Suppose somebody tells us what we need is better tools. Should we hand out Swiss Army Knives to everybody? Well, they're irrelevant or worse. A bulldozer would be great for cleaning up, but I wouldn't give everybody bulldozers either, as long as we are operating in the dark.
I want a theory of how to develop software. That would be like turning on the lights. But the light switch for this software development basement is probably upstairs somewhere; the kind of theory we need won't be found while we are trying to get releases out.
If I were trying to clean up the basement in the dark, I'd organize the team before we went down the stairs. I'd have us all form a chain across the basement and hold hands, and pass things to the left as we found them, and so on. In other words, organization and cooperation are more valuable to this kind of process than individual productivity.
What can we do while we wait for a theory of software development?
Think first. This is the idea behind all successful software engineering methods.

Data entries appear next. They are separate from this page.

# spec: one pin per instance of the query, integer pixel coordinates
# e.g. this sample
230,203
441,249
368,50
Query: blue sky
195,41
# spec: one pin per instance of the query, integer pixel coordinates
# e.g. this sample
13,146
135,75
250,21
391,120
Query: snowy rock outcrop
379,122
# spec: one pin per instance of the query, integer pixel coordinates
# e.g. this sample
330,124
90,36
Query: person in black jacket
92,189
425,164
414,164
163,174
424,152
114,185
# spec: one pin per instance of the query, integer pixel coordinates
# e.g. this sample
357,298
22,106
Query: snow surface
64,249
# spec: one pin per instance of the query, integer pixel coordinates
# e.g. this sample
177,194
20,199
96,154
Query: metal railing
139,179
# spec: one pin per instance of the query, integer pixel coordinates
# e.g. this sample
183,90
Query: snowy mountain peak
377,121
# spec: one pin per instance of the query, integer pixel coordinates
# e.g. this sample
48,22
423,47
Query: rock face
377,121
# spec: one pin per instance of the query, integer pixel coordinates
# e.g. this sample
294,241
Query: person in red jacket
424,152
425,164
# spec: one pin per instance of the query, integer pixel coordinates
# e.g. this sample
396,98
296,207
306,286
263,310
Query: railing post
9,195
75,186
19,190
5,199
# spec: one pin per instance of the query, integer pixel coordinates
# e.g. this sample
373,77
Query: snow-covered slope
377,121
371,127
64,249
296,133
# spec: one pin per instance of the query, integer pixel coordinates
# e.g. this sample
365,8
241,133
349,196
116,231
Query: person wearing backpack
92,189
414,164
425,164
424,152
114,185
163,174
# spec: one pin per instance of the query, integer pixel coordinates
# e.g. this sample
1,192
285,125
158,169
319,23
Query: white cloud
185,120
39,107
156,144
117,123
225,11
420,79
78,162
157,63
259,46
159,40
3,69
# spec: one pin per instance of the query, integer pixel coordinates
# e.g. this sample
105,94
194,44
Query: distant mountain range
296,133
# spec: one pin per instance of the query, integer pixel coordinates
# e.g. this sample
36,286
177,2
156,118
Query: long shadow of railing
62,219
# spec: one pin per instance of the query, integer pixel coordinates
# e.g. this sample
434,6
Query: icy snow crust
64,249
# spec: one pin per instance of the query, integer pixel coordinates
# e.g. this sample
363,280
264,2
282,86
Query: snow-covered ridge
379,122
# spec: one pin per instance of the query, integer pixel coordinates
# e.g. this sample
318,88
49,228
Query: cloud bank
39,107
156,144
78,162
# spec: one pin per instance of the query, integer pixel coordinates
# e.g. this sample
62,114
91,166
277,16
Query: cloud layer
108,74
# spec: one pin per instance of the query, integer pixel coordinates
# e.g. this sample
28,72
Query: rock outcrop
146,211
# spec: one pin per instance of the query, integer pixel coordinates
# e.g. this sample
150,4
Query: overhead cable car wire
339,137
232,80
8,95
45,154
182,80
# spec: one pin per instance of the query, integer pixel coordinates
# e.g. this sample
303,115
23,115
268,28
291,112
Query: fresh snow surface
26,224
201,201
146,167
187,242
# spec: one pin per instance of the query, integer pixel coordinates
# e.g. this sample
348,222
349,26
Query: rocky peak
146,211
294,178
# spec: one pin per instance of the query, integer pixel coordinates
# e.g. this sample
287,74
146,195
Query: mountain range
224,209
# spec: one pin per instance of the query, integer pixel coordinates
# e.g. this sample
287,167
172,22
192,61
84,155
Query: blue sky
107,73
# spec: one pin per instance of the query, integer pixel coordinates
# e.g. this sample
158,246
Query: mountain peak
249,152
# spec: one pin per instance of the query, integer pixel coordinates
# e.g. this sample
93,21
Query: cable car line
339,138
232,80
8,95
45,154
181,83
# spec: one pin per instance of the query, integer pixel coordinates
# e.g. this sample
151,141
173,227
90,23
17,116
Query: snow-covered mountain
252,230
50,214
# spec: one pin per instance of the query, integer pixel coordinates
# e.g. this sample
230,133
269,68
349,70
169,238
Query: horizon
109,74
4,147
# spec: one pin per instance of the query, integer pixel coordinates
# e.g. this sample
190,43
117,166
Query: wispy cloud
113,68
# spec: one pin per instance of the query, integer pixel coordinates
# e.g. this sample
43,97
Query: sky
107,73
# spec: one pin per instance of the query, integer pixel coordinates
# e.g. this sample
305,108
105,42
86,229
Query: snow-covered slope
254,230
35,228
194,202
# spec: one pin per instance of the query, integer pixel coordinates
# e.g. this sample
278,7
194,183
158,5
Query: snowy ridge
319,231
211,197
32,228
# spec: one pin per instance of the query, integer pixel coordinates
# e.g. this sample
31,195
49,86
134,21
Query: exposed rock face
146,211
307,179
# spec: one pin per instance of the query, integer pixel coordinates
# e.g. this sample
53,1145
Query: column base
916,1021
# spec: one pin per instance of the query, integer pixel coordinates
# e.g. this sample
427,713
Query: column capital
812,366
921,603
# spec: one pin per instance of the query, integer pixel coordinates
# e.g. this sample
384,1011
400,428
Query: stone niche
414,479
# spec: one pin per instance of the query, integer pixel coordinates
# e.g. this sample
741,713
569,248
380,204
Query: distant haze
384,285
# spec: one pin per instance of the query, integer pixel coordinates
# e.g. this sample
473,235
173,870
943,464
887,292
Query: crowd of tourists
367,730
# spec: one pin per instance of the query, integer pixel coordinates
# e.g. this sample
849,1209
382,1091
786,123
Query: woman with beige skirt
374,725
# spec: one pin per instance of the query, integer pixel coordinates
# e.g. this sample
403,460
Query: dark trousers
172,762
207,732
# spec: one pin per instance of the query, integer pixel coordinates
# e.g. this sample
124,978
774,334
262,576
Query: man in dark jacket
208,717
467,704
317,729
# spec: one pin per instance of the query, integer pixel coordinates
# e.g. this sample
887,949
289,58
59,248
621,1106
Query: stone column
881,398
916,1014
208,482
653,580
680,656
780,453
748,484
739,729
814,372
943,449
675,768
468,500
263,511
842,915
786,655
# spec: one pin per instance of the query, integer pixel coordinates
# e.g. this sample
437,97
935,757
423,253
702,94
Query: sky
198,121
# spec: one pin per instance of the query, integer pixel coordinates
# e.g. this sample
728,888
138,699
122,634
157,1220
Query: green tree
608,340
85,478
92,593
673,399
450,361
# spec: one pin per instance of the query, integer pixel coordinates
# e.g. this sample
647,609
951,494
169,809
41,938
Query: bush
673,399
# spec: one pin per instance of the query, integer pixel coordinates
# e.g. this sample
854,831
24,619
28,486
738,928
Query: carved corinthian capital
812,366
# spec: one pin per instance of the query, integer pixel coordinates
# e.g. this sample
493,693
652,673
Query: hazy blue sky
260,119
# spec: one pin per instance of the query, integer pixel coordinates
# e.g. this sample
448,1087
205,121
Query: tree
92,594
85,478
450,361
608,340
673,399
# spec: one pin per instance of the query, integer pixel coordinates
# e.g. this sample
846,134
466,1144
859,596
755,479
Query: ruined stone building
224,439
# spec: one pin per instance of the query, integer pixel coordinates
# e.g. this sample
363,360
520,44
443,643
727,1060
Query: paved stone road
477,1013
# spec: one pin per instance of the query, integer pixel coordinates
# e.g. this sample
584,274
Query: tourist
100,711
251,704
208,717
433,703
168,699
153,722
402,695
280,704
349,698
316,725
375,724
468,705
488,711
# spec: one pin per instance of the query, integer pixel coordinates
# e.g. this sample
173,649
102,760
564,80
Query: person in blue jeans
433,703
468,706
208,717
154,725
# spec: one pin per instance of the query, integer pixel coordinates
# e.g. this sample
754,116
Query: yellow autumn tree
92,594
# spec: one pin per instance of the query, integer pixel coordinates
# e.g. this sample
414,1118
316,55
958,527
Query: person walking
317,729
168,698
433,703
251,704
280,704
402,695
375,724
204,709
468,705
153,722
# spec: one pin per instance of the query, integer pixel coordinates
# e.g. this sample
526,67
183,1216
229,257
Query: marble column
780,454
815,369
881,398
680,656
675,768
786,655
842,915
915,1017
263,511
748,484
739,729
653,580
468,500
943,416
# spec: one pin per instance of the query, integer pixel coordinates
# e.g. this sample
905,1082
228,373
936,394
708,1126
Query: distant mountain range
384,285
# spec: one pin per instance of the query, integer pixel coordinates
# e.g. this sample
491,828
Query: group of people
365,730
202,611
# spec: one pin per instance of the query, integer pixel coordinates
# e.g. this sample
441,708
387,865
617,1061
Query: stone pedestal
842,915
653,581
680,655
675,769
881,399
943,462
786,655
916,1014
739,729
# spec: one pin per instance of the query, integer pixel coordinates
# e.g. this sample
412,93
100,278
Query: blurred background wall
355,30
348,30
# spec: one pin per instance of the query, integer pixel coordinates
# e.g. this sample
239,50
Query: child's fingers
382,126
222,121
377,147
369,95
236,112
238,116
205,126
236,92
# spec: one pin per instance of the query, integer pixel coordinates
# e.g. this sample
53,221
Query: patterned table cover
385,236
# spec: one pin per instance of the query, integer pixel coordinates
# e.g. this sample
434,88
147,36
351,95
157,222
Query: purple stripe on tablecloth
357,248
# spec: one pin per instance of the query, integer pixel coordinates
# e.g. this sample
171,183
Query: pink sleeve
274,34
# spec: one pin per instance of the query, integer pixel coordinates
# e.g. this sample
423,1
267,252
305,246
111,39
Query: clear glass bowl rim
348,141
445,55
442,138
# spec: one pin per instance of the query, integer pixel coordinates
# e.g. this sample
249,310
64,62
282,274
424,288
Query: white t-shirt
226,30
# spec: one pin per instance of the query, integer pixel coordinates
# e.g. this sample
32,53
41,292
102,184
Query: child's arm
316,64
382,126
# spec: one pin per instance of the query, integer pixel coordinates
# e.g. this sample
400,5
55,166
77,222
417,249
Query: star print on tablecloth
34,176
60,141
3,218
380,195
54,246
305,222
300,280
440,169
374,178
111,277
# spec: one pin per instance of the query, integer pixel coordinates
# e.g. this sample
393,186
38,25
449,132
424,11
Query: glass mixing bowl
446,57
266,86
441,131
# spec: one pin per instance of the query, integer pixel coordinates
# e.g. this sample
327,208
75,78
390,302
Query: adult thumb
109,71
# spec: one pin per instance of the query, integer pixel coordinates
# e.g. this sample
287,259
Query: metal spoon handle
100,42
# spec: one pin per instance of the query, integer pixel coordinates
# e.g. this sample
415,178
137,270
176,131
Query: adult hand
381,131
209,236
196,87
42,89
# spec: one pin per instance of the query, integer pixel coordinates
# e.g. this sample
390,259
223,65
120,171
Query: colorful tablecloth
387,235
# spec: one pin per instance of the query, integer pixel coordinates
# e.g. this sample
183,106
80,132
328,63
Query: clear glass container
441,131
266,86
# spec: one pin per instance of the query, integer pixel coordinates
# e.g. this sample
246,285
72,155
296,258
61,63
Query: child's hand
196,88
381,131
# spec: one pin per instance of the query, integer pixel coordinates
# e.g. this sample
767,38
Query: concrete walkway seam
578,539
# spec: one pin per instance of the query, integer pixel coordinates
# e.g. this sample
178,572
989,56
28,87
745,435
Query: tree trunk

Proceed as systematically as possible, without making that an end in itself.
Write designs down; write clearly; don't write too much.
Discover, document, and keep improving a systematic collection of development practices.
Build tools, use them, keep improving them.
Describe the architecture. Find organizing concepts and abstractions that describe what we are building and guide us in design choices.
Port designs, not code.
Check everything. Use the whole team to review plans, designs, and source programs.
Discuss, review and publish a brief planning memo before starting work for every change, even one-line fixes.
Evolve both products and development processes.
Incrementally integrate changes into systems with live users in small steps to ensure exposure and side effect detection.
Choose flexibility and common sense over bureacracy and rules.
ACM Software Engineering Notes, April 1992.